— С чем его едят? — чесал затылок ненасытный Кабаницын.
К счастью, в это время ему под руку подвернулся начхим. На вопрос Кабаницына он молча открыл банку, извлек из нее кусок чего-то ярко-красного, понюхал, попробовал на язык, причмокнул.
— Эх вы! — сказал он, поглядев свысока на партизан. — Темнота вы, тьмутараканская… Да это же консервированная закуска, высший класс! А «милх» — это молоко сгущенное, — пояснил он и потребовал оплатить натурой труд переводчика этикеток на банках, что и сделали щедро партизаны. Остальное разделили между собой. Но вот Коржевский все трофейные продукты приказал сдать продовольственникам в общий котел, а сам, как бывший артиллерист, командир батареи, пошел проверить, как установлена пушка. Орудийному расчету очень хотелось стрельнуть, но Коржевский пока не разрешил, велел прежде разобраться в тонкостях прицеливания и вообще основательно изучить материальную часть «крупповского изделия». А что касается практических стрельб, то снаряды надо беречь. Наводить же и заряжать пушку можно учиться и без пальбы. Он встал на место наводчика, покрутил маховичок, протер рукавом и без того чистый дистанционный барабан, обернувшись, сказал:.
— Быстро, командир орудия, исходные!
Тот, подмигнув товарищам, сыпанул артиллерийскими числами. Коржевский проворно завертел ручками, орудийные номера четко выполнили команды, заряжающий откинул замок и… в испуге отскочил назад: из казенной части пушки с грохотом посыпались банки с «паприкашем» и «милхом». Расчет застыл в изумлении. Коржевский оглянулся, сердито нахмурил брови.
— Это вы что же, так выполняете приказ о сдаче трофейных продуктов в общий котел?
Артиллеристы зашумели, клялись, что вообще первый раз в жизни видят такие консервы, доказывали, что совесть у них ничем не запятнана и они понятия не имеют, как эти проклятые банки попали в ствол пушки. Не иначе как кто-то припрятал или подложил.
— Я вам подложу! — погрозил Коржевский сухим коричневым пальцем. — Еще раз замечу — пеняйте на себя.
Командир тут же ушел от расстроенных артиллеристов. А те все ходили вокруг орудия и ломали голову: откуда такая напасть на них? За что они теперь должны выслушивать нарекания и насмешки своих товарищей? И действительно, ребята над ними потом долго и едко шутили. Даже Варухин и тот не упустил случая лягнуть их, что-то изрек остроумное, ехидное и удалился, досадливо морщась. После этого случая его повышенный интерес к «богу войны» разом и полностью иссяк…
Вечером на полянке возле старых берез хоронили партизан. Положили в выдолбленную могилу без гробов, покрыли сосновыми ветвями, сказали слова прощания и, обозначив место, разошлись. Коржевский собрал командирское совещание. Разведка доложила, что каратели сосредоточились в Покровке. Ночь ясная, пробраться в село не удалось, трижды были обстреляны часовыми. Засиделись до полуночи, разбирая варианты предстоящего боя. Управившись с делами, Афанасьев обошел лагерь и напоследок завернул к раненым. В землянке было тепло. Васса, умаявшись за день, спала на сложенной вдвое попоне спиной к печке, когда-то сооруженной находчивыми допризывниками из железной бочки. Леся пригорюнилась у столика, подперев рукой голову. Увидела, кто вошел, скорбное выражение ее лица смягчилось. Вдруг часто-часто захлопала веками, всхлипнула:
— Ушел наш дедуня… Что же теперь будет?..

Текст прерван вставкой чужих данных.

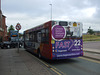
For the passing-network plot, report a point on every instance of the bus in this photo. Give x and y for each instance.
(55, 40)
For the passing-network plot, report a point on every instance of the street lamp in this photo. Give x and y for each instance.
(51, 10)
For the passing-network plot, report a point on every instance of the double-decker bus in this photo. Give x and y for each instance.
(55, 40)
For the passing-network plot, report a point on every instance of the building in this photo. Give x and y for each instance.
(97, 33)
(3, 27)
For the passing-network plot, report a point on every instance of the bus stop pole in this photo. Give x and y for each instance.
(18, 41)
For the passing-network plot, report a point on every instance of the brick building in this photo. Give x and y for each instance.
(3, 27)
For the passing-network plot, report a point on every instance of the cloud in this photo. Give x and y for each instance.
(34, 12)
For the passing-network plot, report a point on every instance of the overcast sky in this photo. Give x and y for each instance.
(30, 13)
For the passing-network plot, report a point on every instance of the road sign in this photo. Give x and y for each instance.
(18, 26)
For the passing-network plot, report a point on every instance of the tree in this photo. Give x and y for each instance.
(11, 28)
(90, 31)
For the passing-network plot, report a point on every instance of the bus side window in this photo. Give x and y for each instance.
(47, 35)
(26, 37)
(30, 36)
(43, 36)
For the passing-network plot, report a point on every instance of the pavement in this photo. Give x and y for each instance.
(22, 63)
(92, 53)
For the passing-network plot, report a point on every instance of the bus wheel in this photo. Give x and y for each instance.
(39, 54)
(8, 46)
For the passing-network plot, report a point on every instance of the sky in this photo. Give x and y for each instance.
(30, 13)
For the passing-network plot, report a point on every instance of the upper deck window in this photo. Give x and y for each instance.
(62, 23)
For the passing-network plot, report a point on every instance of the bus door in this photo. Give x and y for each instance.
(37, 44)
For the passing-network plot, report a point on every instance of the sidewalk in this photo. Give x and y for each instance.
(92, 53)
(22, 63)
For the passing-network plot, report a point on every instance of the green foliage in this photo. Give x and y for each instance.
(91, 38)
(11, 28)
(90, 31)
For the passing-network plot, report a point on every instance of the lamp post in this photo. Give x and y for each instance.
(51, 11)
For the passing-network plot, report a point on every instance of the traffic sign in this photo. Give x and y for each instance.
(18, 26)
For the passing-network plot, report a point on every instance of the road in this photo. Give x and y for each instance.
(74, 66)
(78, 66)
(92, 44)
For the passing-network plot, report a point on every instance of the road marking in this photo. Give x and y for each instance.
(89, 59)
(57, 71)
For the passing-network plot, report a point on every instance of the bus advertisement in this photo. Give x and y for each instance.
(55, 40)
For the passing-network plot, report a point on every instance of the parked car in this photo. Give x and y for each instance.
(10, 44)
(6, 44)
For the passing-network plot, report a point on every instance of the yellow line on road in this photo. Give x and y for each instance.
(89, 59)
(53, 68)
(55, 71)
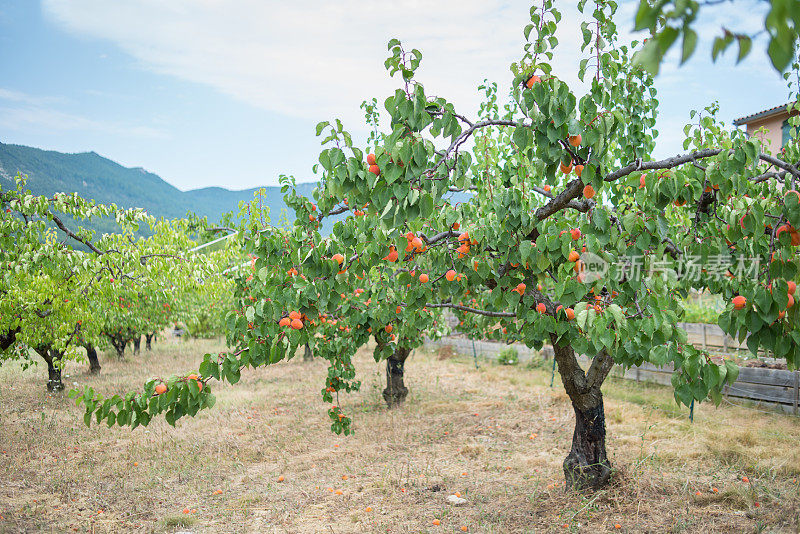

Афанасьев понимал ее печаль и вопрос, ни к кому не направленный. Она часто повторяла: «Будет жив дедуня, и мы будем живы». «А что ему сделается в обозе?» — смеялись разведчики, во взводе которых она числилась и санинструктором, и портнихой, и стряпухой. Леся качала головой. Никто для нее не был так близок, как дед Адам. Это его добрые руки спасли тогда на болоте Сережу и ее вместе с ним. Всяких людей встречала она, но такие, как добрый и умный дед Адам, не попадались никогда. Война принесла ей столько страданий, что их хватило б не на одну человеческую жизнь. Все, что было, — потеряно. Двадцатитрехлетняя вдова. Катит, несет ее, как ветром, куда-то.
О том, что рядом есть еще человек, в присутствии которого она становится почему-то робкой и скованной, а смех делается неестественным, журчащим; о том, что, думая о нем, она наполняется чувством светлой радости и тяжесть жизни размывается потоком энергии и теплой доброты, исходящими от него, узнала только проницательная Васса. Смущаясь, Леся призналась, что и в ее запечатанном горем сердце шевельнулся росток счастливой надежды.